The authors pushed back on a study published in the American Journal of Public Health purporting to show that three months after a tax was imposed in Berkeley, poor people reduced their consumption of sugar-sweetened beverages by 21 percent. They said that “the study is fatally flawed” and “does not employ a rigorous enough method to justify the tax.”

Smith and Shughart noted that the study had required a nonrandom, street-intercept survey to recall and compare the pretax and post-tax drinking habits of respondents. This method is inaccurate because “people rarely give accurate answers to such questions and instead ‘anchor’ their responses to convenient numbers that pop into their heads.
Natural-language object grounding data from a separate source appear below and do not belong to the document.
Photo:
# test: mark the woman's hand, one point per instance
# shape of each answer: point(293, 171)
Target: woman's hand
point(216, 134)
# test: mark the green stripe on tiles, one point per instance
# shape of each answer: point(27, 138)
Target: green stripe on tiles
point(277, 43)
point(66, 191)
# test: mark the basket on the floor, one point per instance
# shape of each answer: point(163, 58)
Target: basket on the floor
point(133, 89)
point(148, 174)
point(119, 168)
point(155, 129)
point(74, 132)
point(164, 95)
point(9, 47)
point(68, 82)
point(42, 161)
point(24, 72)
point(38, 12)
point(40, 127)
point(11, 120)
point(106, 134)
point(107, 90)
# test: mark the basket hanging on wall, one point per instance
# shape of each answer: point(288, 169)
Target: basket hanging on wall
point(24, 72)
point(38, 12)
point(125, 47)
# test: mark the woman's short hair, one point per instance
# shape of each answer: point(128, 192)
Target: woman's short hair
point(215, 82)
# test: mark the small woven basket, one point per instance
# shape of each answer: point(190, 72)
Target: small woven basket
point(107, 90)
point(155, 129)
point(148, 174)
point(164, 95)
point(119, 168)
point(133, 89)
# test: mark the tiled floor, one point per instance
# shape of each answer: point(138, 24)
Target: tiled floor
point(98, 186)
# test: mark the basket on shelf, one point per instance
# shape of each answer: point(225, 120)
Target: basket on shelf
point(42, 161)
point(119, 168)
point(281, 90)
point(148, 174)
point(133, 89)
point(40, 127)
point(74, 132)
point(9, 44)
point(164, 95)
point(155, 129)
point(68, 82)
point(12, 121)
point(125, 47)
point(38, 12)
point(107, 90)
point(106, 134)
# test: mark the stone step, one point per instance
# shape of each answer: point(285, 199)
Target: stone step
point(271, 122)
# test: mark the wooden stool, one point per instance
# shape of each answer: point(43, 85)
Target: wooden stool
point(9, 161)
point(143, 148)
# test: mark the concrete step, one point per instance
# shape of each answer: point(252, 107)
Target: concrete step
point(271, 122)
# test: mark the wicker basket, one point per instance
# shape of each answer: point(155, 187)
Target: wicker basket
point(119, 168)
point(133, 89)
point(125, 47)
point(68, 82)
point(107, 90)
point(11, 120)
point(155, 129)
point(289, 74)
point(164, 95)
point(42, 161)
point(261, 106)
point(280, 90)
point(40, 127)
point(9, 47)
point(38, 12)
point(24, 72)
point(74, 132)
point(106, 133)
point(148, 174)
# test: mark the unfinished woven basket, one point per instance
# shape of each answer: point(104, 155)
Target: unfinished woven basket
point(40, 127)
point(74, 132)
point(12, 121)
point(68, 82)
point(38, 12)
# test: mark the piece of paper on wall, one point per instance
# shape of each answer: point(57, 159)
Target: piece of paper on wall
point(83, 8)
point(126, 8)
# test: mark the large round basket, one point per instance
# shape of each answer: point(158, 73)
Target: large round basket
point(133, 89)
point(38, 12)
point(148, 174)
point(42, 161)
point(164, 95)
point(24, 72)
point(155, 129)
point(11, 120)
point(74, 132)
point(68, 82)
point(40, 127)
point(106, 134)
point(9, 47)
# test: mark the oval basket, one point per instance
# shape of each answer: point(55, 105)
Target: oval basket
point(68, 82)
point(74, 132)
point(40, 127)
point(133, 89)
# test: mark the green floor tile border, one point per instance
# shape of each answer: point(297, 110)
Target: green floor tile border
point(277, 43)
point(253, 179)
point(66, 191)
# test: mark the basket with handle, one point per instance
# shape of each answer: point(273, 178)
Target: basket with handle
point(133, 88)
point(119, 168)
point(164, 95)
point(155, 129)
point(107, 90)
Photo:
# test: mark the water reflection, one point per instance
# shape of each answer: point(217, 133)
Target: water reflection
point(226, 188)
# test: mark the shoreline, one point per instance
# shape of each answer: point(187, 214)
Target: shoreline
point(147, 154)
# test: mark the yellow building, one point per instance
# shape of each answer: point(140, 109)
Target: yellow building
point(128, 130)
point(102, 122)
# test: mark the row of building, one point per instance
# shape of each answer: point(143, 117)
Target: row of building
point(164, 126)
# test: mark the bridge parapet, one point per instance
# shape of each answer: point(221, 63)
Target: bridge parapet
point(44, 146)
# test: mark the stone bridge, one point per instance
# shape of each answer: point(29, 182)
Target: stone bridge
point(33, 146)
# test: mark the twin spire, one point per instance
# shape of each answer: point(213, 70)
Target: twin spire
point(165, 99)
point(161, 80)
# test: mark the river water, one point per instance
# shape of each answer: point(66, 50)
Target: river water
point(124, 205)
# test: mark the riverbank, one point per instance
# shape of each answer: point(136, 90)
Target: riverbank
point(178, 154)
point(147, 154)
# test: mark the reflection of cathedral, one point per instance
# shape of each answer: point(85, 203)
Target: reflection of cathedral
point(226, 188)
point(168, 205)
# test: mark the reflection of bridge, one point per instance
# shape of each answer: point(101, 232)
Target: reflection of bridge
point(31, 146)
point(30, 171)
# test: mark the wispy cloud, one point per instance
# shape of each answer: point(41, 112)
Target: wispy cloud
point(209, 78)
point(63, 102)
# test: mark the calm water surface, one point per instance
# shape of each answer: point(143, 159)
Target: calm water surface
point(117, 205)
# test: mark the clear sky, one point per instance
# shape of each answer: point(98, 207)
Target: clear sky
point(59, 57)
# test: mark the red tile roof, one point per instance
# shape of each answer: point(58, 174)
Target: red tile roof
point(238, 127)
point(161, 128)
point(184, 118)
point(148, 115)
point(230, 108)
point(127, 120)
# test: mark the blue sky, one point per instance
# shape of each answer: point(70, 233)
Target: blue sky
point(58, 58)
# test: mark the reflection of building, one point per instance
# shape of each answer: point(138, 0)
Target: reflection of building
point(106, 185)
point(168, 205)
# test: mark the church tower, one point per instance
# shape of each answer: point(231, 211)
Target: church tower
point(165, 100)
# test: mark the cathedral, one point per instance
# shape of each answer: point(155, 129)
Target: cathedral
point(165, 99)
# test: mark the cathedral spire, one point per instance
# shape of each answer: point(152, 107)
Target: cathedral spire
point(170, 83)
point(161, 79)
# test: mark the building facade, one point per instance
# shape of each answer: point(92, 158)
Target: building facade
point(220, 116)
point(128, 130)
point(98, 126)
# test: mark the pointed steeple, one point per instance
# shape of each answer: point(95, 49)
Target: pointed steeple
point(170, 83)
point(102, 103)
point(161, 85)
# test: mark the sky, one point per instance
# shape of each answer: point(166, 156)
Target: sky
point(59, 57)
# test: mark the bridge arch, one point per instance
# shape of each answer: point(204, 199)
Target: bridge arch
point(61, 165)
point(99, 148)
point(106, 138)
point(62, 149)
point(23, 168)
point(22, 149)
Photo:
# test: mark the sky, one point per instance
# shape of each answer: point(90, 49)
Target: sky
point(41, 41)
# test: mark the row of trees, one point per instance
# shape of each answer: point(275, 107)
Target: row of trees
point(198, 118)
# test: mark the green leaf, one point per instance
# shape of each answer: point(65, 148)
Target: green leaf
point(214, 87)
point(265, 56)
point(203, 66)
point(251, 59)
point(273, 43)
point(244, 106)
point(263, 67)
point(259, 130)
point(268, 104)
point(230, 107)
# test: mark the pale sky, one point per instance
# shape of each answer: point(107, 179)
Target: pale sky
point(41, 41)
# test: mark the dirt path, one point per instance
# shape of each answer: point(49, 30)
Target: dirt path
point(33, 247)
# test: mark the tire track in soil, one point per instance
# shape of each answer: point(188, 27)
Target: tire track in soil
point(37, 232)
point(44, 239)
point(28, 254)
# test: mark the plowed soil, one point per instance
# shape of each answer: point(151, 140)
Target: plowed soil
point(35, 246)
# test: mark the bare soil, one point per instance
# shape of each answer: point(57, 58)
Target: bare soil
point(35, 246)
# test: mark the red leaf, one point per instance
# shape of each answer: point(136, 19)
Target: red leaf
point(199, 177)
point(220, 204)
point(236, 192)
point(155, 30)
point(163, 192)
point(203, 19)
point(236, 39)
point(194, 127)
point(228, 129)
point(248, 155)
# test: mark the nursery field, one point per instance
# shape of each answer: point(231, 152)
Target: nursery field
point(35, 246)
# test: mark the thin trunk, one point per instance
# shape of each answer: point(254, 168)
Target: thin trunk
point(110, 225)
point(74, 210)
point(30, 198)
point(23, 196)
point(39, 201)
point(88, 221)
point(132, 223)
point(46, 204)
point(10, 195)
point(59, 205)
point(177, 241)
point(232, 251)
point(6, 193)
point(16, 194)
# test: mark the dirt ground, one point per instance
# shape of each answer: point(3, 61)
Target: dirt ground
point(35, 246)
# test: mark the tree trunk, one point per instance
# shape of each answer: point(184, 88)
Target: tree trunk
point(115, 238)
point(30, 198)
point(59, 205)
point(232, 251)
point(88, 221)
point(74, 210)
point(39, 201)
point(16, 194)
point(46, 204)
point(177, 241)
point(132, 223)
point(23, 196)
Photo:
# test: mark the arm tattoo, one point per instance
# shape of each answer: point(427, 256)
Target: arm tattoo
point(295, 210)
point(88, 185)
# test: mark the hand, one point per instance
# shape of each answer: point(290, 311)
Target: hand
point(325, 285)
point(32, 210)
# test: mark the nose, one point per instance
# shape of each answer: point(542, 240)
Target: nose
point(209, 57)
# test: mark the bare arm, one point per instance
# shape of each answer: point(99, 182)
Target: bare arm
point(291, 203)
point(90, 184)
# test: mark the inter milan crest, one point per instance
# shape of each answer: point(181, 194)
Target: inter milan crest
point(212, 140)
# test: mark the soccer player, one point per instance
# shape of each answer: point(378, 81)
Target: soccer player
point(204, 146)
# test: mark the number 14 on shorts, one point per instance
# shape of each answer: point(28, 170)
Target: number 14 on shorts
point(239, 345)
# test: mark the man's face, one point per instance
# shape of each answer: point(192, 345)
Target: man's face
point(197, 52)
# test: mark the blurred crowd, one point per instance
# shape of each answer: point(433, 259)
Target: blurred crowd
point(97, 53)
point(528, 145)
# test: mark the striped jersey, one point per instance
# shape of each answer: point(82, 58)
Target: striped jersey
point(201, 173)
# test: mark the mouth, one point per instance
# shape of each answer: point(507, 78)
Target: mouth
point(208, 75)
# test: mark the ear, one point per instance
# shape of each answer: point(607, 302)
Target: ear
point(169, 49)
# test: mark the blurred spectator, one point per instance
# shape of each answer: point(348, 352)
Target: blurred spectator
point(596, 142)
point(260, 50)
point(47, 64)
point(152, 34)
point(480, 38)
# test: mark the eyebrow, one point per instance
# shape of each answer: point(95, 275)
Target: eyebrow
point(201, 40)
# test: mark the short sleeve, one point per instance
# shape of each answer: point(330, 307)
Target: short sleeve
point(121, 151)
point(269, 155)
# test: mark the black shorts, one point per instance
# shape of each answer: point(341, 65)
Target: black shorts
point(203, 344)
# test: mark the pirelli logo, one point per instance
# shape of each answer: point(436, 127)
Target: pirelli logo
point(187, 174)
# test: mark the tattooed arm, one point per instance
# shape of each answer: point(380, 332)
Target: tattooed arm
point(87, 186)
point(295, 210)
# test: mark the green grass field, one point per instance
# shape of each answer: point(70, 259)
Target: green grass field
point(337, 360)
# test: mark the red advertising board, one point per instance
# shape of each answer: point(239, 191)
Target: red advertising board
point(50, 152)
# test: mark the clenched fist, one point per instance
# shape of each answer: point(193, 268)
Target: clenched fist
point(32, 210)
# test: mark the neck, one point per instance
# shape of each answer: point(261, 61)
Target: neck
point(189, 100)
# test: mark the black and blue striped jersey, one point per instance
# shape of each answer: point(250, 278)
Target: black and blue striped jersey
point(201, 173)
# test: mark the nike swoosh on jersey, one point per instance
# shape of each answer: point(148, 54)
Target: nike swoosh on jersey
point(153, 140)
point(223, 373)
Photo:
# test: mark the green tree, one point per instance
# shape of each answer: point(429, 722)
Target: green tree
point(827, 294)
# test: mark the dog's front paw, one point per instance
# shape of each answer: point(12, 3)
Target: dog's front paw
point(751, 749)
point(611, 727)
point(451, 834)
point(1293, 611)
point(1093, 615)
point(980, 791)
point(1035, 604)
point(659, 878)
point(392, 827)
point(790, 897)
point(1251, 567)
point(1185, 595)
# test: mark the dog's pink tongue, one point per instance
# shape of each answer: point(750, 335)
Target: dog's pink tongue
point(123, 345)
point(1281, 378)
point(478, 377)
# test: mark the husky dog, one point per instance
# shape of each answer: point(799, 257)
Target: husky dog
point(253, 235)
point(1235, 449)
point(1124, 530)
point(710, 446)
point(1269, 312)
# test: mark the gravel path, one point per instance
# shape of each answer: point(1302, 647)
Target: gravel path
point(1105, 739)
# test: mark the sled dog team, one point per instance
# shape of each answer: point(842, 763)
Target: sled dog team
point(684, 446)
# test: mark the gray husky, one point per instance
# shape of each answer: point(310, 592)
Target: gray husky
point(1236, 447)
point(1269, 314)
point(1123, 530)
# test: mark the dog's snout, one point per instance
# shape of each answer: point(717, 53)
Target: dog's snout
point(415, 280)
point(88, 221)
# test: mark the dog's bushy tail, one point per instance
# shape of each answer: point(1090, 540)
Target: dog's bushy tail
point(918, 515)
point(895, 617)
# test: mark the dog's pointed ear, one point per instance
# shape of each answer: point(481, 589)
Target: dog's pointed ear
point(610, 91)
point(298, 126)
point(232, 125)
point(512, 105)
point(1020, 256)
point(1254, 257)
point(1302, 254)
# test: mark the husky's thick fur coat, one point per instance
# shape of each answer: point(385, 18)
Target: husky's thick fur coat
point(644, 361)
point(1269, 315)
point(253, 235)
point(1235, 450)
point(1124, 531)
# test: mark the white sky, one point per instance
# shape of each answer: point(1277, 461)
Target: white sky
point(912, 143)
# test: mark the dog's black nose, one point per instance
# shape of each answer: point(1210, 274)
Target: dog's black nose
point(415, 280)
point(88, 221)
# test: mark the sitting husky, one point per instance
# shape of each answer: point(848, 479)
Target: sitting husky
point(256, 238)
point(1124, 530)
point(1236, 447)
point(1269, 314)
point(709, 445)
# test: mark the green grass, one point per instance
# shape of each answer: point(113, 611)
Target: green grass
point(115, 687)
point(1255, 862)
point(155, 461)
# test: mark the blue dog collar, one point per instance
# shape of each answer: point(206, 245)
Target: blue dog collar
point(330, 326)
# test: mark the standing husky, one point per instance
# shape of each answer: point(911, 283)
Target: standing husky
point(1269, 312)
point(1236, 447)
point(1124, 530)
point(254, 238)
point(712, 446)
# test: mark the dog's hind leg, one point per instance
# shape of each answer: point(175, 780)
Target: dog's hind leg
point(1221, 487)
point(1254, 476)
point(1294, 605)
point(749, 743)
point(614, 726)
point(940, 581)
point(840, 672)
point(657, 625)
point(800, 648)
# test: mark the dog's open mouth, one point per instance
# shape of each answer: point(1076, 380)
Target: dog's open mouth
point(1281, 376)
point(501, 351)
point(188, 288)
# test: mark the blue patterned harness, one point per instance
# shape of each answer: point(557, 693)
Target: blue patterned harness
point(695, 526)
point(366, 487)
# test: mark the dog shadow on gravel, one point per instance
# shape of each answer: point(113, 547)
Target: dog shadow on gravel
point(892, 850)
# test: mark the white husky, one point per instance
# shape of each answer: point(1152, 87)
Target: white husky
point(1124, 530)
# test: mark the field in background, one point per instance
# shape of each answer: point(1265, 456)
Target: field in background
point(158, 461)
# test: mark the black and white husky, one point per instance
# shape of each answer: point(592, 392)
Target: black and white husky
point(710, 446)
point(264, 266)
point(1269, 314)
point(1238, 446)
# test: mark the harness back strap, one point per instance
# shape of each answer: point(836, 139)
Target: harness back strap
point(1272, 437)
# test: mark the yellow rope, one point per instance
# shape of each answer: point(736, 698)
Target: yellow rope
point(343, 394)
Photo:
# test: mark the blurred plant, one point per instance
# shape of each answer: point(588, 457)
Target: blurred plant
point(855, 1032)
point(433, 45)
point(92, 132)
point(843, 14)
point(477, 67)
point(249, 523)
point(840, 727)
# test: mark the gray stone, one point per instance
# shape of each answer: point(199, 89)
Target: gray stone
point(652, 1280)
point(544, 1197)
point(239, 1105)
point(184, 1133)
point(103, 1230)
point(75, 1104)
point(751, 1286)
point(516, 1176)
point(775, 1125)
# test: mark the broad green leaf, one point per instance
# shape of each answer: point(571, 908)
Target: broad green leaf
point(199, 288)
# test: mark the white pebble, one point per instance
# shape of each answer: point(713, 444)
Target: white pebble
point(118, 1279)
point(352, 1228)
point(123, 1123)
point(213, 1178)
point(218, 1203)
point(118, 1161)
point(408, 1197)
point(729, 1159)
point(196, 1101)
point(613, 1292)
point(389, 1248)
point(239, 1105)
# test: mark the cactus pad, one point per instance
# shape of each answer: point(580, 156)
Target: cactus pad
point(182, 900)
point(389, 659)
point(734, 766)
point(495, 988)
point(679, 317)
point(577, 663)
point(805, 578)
It’s well known that survey respondents often want to please their interviewers.”

Given this fundamental flaw in the data collection method, it is hard to prove if the tax in Berkeley affected people’s consumption at all, they said.

The authors also refutes the activists’ claims that the revenue collected from the beverage tax will go towards education. “Research on similar policies shows that money earmarked for one program often ends up being redirected to more politically expedient purposes.”

Lawmakers and public health activists may want to believe that taxes will solve our nation’s public health problems, but we just can’t tax our way to better health when it comes to diet. These taxes have negative side effects: they hurt low-income families, small businesses, jobs and incomes. Instead “voters should respect the dignity of individuals and let them freely choose what they will eat and drink,” the authors conclude.